La bande dessinée alternative, ce n’est pas que du « roman graphique ». Erwin Dejasse et Atrabile ouvrent les perspectives avec Art brut et bande dessinée, catalogue publié à l’occasion de l’exposition du même nom à la Collection de l’Art brut, sise à Lausanne. Explorant les liens entre écriture, dessin et art brut, s’appuyant sur cent cinquante œuvres d’une trentaine d’artistes, l’exposition comme son catalogue sont une excellente introduction à un champ artistique de plus en plus visible depuis quelques années - et c’est tant mieux !

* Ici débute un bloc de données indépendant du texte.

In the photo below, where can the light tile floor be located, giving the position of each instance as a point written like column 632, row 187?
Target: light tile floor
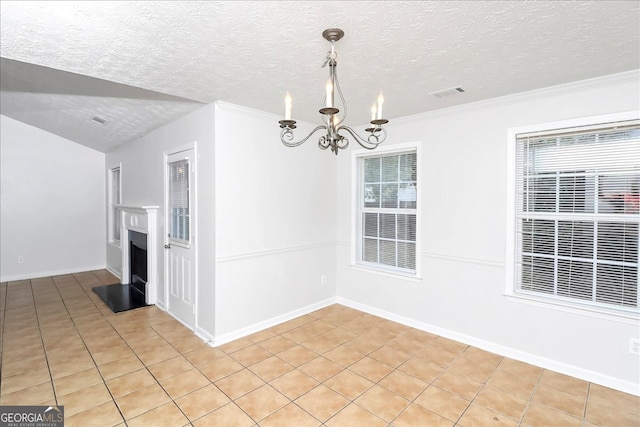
column 60, row 345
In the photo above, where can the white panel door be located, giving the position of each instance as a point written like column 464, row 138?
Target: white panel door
column 180, row 240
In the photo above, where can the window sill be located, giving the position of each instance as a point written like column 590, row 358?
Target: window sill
column 388, row 273
column 584, row 310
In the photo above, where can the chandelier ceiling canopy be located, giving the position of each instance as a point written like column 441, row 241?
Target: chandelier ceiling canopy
column 333, row 128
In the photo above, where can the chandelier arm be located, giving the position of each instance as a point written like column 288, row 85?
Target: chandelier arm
column 286, row 136
column 344, row 103
column 371, row 142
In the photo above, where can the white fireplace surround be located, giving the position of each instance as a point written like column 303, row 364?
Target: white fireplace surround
column 142, row 219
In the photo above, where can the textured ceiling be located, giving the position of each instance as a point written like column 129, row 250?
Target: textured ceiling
column 141, row 64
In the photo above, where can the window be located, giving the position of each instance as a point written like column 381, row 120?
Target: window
column 387, row 211
column 577, row 215
column 115, row 198
column 179, row 200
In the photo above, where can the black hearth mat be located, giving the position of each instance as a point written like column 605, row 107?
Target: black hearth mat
column 120, row 297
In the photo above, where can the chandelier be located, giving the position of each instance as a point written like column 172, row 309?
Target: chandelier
column 333, row 128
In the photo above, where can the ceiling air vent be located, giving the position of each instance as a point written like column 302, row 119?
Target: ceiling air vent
column 447, row 92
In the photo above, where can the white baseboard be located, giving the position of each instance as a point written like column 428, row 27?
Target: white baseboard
column 39, row 274
column 584, row 374
column 257, row 327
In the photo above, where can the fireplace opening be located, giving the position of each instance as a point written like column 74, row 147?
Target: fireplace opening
column 122, row 297
column 138, row 263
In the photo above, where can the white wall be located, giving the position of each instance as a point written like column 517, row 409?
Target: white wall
column 275, row 223
column 463, row 190
column 142, row 177
column 52, row 204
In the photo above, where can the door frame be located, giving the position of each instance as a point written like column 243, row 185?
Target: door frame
column 193, row 186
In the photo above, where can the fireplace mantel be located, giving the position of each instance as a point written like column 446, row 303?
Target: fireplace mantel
column 142, row 219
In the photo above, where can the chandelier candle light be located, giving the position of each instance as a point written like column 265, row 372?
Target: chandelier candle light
column 332, row 122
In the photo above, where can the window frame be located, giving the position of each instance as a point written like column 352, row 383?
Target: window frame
column 357, row 210
column 554, row 302
column 112, row 209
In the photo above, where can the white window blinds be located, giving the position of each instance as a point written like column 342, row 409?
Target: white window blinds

Pour finir, comment ne pas dire un mot de Ludovic Debeurme qui, avec La Cendre et l’écume, revient chez Cornélius ? Dans ce récit très personnel, l’un des plus intimes d’un auteur qui pourtant se raconte beaucoup au travers de ses fictions, le dessinateur s’attache à décrypter son histoire familiale et ses préoccupations d’adulte. Son trait, plus fin que jamais et magnifié par des compositions d’une grande légèreté, transmet parfaitement sa pensée et rappelle que sensibilité et intellectualisation ne sont pas incompatibles, bien au contraire.